‘Don’t use AI detectors for anything important,’ says the author of the definitive ‘AI Weirdness’ blog. Her own book failed the test

Janelle Shane of AI Weirdness has been an authoritative voice on A.I. for nearly a decade.

Phil Walter/Getty Images for NZTE

Years before the rest of us heard about A.I., Janelle Shane was on the case. A scientist with a doctoral degree in engineering, she works for a research company that supplies complex, custom light control systems to organizations like NASA, with applications in the International Space Station, and she’s had a side hustle as an authoritative voice on A.I. for nearly a decade. In 2019 she released a popular book, You Look Like a Thing and I Love You, and gave a widely watched TED talk about the hype and realities of A.I. And since 2016, she’s been keeping a blog called AI Weirdness, and she just came down with a post about how A.I. detection tools shouldn’t be used for anything important, like, not at all.

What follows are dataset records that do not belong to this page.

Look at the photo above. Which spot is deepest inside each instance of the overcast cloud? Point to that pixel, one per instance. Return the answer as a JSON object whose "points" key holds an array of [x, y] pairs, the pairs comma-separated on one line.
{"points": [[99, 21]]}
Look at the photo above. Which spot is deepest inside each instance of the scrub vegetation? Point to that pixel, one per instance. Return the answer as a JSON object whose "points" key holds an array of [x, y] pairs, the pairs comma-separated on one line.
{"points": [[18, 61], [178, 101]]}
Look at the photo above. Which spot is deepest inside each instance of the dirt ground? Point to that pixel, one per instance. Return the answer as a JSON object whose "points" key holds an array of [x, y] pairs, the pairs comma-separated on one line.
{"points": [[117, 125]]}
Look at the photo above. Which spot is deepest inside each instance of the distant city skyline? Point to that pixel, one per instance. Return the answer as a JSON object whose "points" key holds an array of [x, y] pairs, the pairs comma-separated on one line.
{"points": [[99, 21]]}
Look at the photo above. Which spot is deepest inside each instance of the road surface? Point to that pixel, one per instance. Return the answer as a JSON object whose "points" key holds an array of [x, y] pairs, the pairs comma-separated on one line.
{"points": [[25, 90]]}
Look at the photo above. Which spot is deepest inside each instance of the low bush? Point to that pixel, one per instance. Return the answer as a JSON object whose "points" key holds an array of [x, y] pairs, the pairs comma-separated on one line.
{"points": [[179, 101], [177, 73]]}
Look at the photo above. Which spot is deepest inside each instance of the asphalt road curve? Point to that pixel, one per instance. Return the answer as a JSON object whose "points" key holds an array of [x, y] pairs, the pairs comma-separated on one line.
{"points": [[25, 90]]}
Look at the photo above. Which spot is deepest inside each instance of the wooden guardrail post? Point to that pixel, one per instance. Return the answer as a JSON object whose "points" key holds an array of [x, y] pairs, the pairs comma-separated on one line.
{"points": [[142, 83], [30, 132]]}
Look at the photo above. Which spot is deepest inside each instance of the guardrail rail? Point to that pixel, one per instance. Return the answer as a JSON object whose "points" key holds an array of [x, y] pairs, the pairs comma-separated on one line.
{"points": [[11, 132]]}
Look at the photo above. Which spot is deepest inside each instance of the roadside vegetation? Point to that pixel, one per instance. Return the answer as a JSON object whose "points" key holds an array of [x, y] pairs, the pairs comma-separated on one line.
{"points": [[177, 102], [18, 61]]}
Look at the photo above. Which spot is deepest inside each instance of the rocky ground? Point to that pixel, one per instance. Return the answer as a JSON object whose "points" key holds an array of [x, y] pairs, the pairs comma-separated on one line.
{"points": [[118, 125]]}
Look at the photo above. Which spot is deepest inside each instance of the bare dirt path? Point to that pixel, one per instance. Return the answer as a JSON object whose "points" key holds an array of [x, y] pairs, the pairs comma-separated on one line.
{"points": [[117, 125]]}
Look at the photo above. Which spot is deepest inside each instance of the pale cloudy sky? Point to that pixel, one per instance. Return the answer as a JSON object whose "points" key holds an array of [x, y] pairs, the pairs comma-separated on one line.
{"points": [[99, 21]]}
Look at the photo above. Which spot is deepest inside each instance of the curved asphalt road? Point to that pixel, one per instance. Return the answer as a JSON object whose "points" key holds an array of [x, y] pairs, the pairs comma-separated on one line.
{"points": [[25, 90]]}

In a blog post dated June 30, she highlighted an April study from Stanford University showing that A.I.-detection products, which are supposed to spot text written by a language model like ChatGPT, often incorrectly identify A.I.-generated content as being written by a human. They’re also strongly biased against non-native English-speaking writers.

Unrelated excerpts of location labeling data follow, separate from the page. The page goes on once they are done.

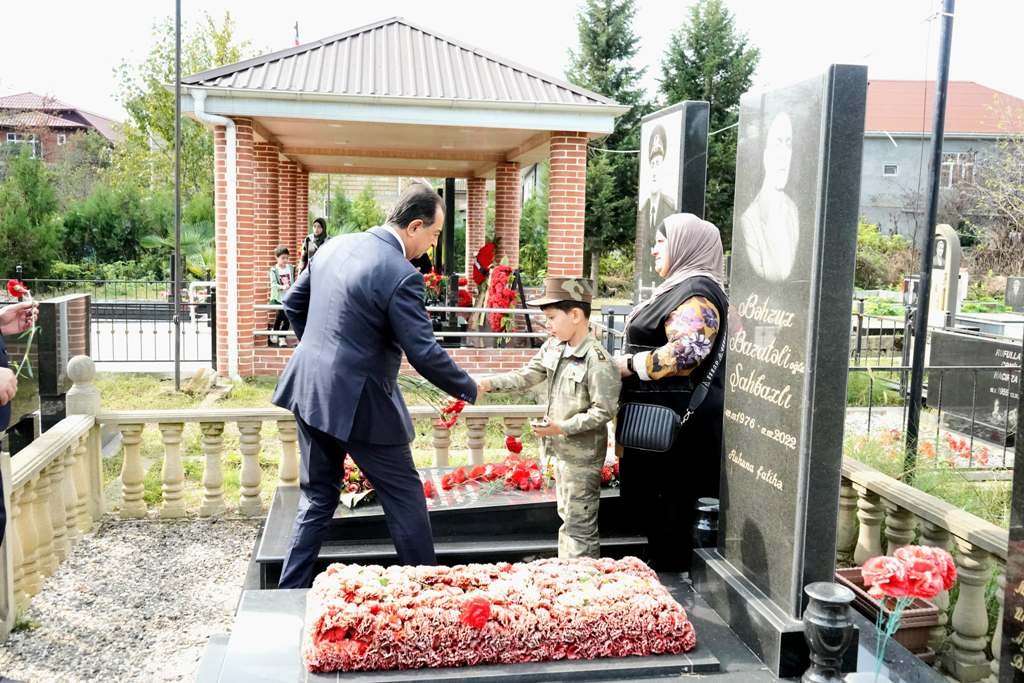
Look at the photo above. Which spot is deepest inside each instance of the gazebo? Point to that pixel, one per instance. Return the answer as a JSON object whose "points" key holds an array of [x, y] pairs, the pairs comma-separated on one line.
{"points": [[388, 98]]}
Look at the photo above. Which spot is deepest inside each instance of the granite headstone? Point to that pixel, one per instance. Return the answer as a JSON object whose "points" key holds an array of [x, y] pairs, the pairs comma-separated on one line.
{"points": [[1012, 637], [1015, 294], [945, 272], [673, 170], [794, 244]]}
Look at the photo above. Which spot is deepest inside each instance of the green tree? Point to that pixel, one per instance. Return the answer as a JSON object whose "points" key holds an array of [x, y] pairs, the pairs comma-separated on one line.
{"points": [[145, 156], [105, 226], [30, 226], [602, 63], [709, 59], [534, 231]]}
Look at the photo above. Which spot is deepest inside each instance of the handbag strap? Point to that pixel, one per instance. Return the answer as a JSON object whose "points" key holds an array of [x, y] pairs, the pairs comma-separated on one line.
{"points": [[700, 392]]}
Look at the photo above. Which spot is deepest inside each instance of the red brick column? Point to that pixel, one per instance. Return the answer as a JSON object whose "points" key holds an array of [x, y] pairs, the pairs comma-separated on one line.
{"points": [[301, 204], [508, 202], [244, 255], [566, 201], [476, 217], [287, 229], [265, 217]]}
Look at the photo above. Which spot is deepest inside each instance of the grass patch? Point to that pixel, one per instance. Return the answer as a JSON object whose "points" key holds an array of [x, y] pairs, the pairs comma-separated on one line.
{"points": [[935, 475], [863, 388]]}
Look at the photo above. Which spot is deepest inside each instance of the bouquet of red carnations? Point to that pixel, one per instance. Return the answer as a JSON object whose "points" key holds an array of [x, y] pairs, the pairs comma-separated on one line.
{"points": [[377, 619]]}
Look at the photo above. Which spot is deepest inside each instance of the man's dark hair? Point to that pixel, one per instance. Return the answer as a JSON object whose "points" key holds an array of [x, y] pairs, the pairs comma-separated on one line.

The finding, in brief, is that A.I. detection tools are failing to spot content created by generative A.I., and the flawed technology especially flags and punishes content written by non-native English-speaking writers. In other words, A.I. thinks other A.I. is human, and it thinks humans writing in a language they’re not proficient in are A.I.

“What does this mean?” Shane writes. “Assuming they know of the existence of GPT detectors, a student who uses AI to write or reword their essay is LESS likely to be flagged as a cheater than a student who never used AI at all.”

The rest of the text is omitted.